Is it necessary to freeze beans or are they generally pest free?
Thanks.
Ann


----------



## Cyngbaeld (May 20, 2004)

White rice, wheat berries, any whole grain except brown rice, beans, etc can be frozen to kill any insects then stored at room temp in a sealed container. Some people freeze, thaw and wait a couple of weeks then freeze again to make sure they kill any newly hatched insects. Flour needs to be kept as cold as possible to extend its life. Brown rice can be stored in fridge or freezer as it goes rancid fairly rapidly.


----------



## Guest (Apr 7, 2008)

anniew said:


> I am not doing storage in buckets, mylar and O2 absorbers.
> I repackage large bags of wheat berries, flour, rice, into plastic gallon jars (recycled from restaurants). Once I freeze the products will I get a longer storage life if I keep them in a frig or freezer rather than at room temperature?
> I would think the wheat berries would store the longest, but am especially wondering about the flour and rice, due to their oil content.
> Is it necessary to freeze beans or are they generally pest free?
> ...


 All other conditions being equal the cooler the storage environment the longer the shelf-life you will achieve whether it's flour, wheat berries, or cooking oil. Most people have very limited freezer/fridge space though.
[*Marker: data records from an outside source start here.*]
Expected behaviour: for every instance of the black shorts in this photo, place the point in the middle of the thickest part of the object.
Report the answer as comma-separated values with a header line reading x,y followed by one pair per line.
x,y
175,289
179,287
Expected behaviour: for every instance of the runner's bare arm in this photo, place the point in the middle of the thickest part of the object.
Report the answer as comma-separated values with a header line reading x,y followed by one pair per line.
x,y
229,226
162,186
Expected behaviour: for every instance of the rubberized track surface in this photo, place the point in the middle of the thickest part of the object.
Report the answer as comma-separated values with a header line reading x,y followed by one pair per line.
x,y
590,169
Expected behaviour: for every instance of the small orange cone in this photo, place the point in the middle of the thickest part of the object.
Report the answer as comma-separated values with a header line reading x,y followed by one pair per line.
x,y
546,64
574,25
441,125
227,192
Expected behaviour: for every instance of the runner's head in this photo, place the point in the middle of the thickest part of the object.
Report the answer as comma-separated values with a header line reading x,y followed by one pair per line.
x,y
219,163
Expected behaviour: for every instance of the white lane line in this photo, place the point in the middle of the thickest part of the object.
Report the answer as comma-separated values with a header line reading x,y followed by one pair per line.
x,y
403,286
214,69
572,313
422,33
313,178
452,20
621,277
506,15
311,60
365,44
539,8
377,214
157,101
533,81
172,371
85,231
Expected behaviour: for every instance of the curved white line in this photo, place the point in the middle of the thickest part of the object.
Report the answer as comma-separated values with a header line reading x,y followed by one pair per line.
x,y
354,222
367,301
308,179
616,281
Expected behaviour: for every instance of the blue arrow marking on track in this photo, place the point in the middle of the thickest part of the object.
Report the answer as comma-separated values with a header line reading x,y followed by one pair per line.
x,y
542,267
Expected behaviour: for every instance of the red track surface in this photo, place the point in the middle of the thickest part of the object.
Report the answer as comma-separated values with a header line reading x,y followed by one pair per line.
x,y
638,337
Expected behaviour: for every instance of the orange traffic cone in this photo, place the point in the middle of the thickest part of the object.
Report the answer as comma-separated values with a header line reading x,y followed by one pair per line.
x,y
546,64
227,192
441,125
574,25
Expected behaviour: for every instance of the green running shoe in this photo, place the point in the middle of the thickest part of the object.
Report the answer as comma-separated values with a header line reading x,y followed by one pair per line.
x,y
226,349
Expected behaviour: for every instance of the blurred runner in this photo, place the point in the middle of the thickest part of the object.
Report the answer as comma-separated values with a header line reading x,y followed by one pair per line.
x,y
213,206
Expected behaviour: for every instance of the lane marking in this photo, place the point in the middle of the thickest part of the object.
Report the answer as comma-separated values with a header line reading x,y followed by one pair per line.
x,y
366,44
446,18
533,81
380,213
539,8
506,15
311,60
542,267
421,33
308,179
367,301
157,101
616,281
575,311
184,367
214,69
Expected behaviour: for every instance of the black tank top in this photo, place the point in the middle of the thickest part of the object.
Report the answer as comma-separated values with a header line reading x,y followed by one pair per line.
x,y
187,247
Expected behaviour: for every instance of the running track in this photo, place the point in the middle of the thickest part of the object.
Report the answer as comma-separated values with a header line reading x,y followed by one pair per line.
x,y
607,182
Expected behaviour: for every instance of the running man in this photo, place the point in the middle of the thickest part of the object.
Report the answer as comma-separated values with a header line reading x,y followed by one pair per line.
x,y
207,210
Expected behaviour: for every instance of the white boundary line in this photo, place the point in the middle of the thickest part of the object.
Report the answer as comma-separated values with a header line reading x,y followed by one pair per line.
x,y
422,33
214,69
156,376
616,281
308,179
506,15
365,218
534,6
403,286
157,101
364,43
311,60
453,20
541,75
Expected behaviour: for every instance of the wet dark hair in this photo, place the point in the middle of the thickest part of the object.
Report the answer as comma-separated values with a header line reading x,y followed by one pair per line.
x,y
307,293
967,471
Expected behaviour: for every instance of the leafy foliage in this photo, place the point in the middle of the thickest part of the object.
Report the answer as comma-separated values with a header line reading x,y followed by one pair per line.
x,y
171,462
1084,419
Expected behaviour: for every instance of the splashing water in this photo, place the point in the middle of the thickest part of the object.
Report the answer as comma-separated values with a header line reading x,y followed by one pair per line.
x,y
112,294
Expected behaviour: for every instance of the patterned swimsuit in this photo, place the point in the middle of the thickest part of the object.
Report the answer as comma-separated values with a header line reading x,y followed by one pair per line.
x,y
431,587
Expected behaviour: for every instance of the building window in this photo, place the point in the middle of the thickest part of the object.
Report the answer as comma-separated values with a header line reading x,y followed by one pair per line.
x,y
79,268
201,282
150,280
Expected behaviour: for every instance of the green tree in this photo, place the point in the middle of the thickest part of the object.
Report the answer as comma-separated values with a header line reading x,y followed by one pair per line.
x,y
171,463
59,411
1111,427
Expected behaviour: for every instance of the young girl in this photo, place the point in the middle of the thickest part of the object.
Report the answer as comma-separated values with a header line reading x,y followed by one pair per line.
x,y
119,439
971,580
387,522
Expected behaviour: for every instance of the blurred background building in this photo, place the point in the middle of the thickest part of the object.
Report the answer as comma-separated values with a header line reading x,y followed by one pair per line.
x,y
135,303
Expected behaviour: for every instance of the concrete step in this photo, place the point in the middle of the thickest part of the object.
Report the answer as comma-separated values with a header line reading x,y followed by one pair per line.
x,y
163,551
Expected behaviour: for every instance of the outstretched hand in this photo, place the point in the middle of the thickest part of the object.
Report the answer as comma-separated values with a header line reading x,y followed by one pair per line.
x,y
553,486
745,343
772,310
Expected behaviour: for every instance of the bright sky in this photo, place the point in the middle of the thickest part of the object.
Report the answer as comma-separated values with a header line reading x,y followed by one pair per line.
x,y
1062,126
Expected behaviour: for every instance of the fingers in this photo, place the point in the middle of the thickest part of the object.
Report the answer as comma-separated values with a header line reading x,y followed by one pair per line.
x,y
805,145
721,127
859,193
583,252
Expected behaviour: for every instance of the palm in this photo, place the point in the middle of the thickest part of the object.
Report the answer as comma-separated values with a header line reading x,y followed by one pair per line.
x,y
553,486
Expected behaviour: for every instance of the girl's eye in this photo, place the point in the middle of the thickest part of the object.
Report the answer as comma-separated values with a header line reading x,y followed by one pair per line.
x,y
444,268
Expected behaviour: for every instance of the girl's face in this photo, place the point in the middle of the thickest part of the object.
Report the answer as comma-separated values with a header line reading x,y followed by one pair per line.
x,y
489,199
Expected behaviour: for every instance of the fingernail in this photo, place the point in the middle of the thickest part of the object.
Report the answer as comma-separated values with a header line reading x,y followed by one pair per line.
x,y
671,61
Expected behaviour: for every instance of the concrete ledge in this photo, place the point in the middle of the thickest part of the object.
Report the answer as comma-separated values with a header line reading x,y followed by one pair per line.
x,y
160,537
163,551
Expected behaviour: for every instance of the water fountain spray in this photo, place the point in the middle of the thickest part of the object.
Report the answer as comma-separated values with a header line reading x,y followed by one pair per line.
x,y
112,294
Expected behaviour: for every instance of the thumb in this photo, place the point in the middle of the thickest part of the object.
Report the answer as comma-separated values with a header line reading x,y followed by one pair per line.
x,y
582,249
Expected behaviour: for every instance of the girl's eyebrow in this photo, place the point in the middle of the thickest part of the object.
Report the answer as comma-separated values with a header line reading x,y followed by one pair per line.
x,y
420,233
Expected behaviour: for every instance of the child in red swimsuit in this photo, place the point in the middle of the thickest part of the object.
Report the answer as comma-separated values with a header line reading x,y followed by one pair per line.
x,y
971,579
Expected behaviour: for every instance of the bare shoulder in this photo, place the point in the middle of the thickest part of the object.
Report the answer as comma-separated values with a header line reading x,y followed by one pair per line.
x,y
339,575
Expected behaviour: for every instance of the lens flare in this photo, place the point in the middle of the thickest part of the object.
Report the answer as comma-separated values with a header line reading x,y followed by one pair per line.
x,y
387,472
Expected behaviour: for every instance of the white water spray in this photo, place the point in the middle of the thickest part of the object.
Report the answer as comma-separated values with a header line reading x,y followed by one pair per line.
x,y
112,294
It's best to pack your foods into their storage containers then freeze them as-is for a few days. Remove from the freezer and allow to come to room temperature. Wipe off the condensation then put away. This is all presuming the storage containers are air-tight as they should be.

Wheat berries and whole kernel corn are about as long lived as any storage foods can be so if you freeze treat then put the storage containers in a cool, dry area you ought to get a decade easy even just simply sealed in jars if they were at the right moisture content. White rice will keep almost as well. White flour simply packed into jars and sealed ought to be used within three years though those of you in cooler climates might be able to do better. Here in Florida three years max.

Brown-rice and whole-wheat flour should be kept frozen or refrigerated. Failing that then pack with oxygen absorbers or vac-sealed. Otherwise you get a shelf life of only a few months for the rice and only a few weeks for the flour.

Unless I grew them myself I have never had weevils in any sort of dry bean even when I didn't vac-seal them. Home grown beans I have, but not store bought beans.

.....Alan.


----------



## anniew (Dec 12, 2002)

thank you both for your input.
I put flour in the frig when I buy it, and it is waiting its turn to go in the freezer, and after that I'll return it to the frig.
One more question: if I put the wheat berries and rice in plastic gallon container, then freeze for a few days, then thaw, will duct tape "seal" the top securely to the containers, after the top has been screwed on as much as possible. I notice that if I screw it too much, it pops the thread and is no longer secure. So, if I tighten to the point just before it pops, then apply duct tape all the way around, will that suffice?
Thanks again.
Ann


----------



## Cyngbaeld (May 20, 2004)

No, duct tape doesn't do very well for that. You can run a bead of caulk around the edge of the lid, or even some glue, like Elmer's.


----------